Simeonov: We actually are part of the APP initiative, the Antiviral Program for Pandemics. This is a preparedness program funded by Congress for several years, where we're now working not just on SARS-CoV-2 type assays, discovery, and so on, but also other viruses and related parasites that could essentially result in the next pandemic. We actually have assembled dedicated teams to do that—essentially, to look at viral families and understudied viruses that have the potential to “explode” in the next pandemic. We’re applying the knowledge that we essentially gathered from the COVID-19 response as far as platforms, predictive modeling, databases, and connections with others. We are beginning to execute on that. Part of the effort is also to improve the predictive models for these efforts. A lot of these drug candidates are tested in animal models that are not perfect. Can we improve the models to be better predictive of what happens in humans? This gets us to the topic of bioprinted tissues that are based on human cells. We have a 3D bioprinting lab that is actually making models of lung tissue, innervated and vascularized, that is infected with SARS-CoV-2. Can we get readouts on how SARS-CoV-2 infects the lung tissue? Again, we build on experiences from the past. For example, that same group has built a bioprinted human retina as a model of Zika virus infection of the human eye. We actually tested drug candidates on bioprinted retina, and we published that last year. We showed that it was a better model of testing the molecules than two-dimensional traditional cell cultures. A lot of platform building goes into this to prepare us for the next pandemic, whatever that one may be. That's what we're working on. We're also working on automating steps of the chemical synthesis for the small molecule drug candidates, because that skill remains a largely manual type of operation. When it's manual, it's not effective, it's not scalable, and so on. We're working on actually automating chemical synthesis and predicting chemical reactions that would produce a particular molecule. That is going on as well as part of this antiviral effort at NCATS.

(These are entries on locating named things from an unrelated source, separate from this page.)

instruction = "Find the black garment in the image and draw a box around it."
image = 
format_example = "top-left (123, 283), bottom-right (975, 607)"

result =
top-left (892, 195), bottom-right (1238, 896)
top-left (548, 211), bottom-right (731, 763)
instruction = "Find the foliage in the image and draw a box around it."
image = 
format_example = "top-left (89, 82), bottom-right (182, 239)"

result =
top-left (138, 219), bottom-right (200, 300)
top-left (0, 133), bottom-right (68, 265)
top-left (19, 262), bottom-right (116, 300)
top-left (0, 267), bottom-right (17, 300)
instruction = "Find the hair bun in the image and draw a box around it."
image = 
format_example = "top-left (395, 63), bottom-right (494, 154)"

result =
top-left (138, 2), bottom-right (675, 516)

Barr: In addition to being a scientist and an administrator, you have also been a person living through COVID the past two and a half years. Have there been any particular personal opportunities, challenges, or memories that stand out for you that the pandemic has presented?

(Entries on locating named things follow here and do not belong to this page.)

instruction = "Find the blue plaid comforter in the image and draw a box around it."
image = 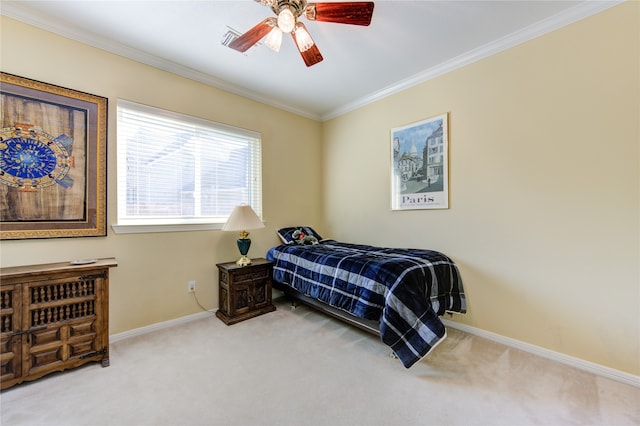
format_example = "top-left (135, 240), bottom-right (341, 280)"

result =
top-left (267, 240), bottom-right (466, 368)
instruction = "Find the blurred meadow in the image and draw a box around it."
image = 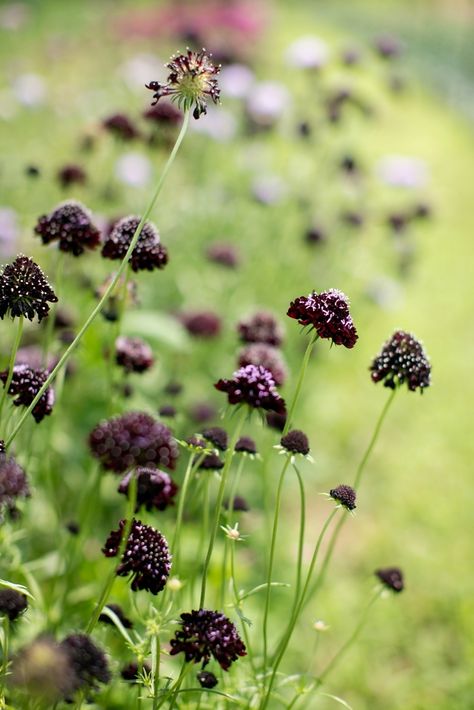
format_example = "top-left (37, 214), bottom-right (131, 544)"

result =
top-left (0, 0), bottom-right (474, 710)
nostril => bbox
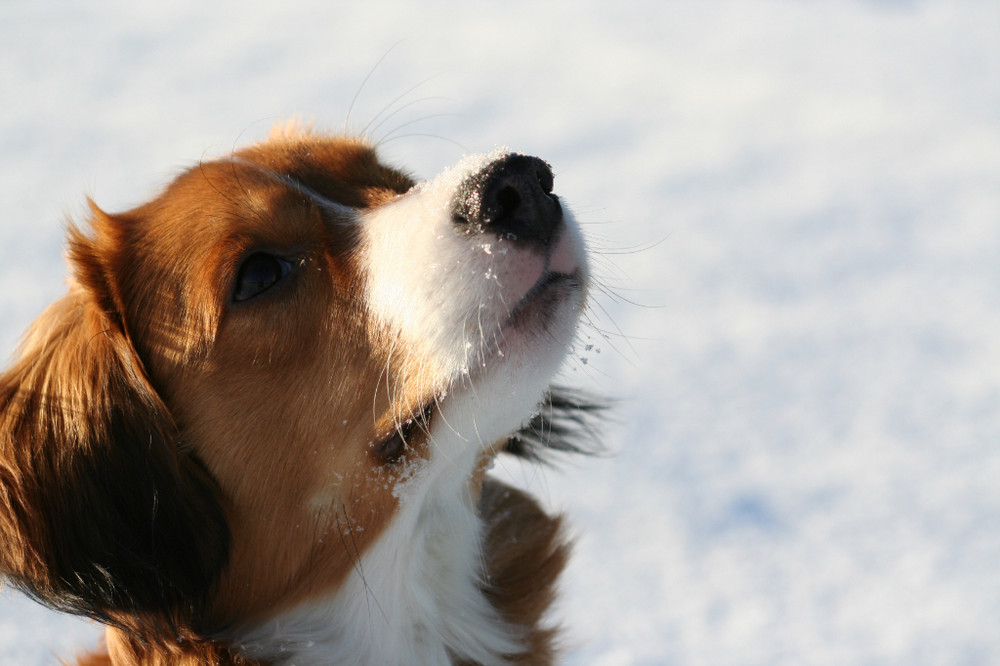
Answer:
[497,185,521,217]
[535,163,554,194]
[452,154,562,247]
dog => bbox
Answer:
[0,127,598,666]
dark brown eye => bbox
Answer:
[233,252,292,302]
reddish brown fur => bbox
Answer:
[0,136,566,666]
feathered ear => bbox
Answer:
[0,213,229,637]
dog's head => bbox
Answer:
[0,128,587,648]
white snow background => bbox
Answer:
[0,0,1000,666]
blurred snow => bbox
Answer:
[0,0,1000,666]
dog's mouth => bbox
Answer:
[500,269,583,333]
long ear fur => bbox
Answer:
[0,213,229,640]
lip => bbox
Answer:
[501,269,582,331]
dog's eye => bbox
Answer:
[233,252,292,302]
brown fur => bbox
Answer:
[0,135,580,666]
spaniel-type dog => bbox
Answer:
[0,130,589,666]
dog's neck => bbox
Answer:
[230,446,523,665]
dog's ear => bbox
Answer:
[0,210,229,635]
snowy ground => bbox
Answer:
[0,0,1000,666]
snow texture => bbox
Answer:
[0,0,1000,666]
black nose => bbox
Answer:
[454,155,562,247]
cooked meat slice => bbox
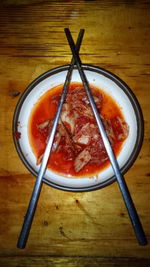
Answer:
[61,103,76,133]
[36,154,44,165]
[117,117,129,141]
[73,122,91,145]
[101,116,116,145]
[74,148,91,172]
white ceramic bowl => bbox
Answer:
[13,65,144,192]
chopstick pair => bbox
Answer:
[17,29,84,248]
[65,28,147,245]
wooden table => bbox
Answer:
[0,0,150,266]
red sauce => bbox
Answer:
[28,83,124,176]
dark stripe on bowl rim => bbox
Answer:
[12,64,144,192]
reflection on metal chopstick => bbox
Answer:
[17,29,84,248]
[65,28,147,245]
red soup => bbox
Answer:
[28,83,128,176]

Simeonov: There's not really a single [specific] thing to highlight. It's the intensity of the total effort that has been a challenge. You can call it the totality of circumstances, because as you detected, I wear multiple hats. How do you combine all this when you have to think about science—very specific science, the science of the day, the research results, the next steps—together almost within the same minute as personnel actions, managing the flow of people in the building, signage, and containing the virus in terms of how you operate within different labs? That's been the challenge, but it's also been very rewarding personally because you get to see the best come out of people, right? People actually united. They did not divide; they actually did unite. A lot of solidarity, a lot of help, and a lot of cross-learning happened. We actually onboarded probably 25% new people, extra individuals, during COVID. We have to work on how those people get integrated as well. These new team members are doing a great job. They're making a difference. It's been really invigorating—if I can end on that note.
Barr: Definitely. Thank you so much for all that you do, and I wish you the best of luck.
Simeonov: Thank you so much. It's been good talking to you.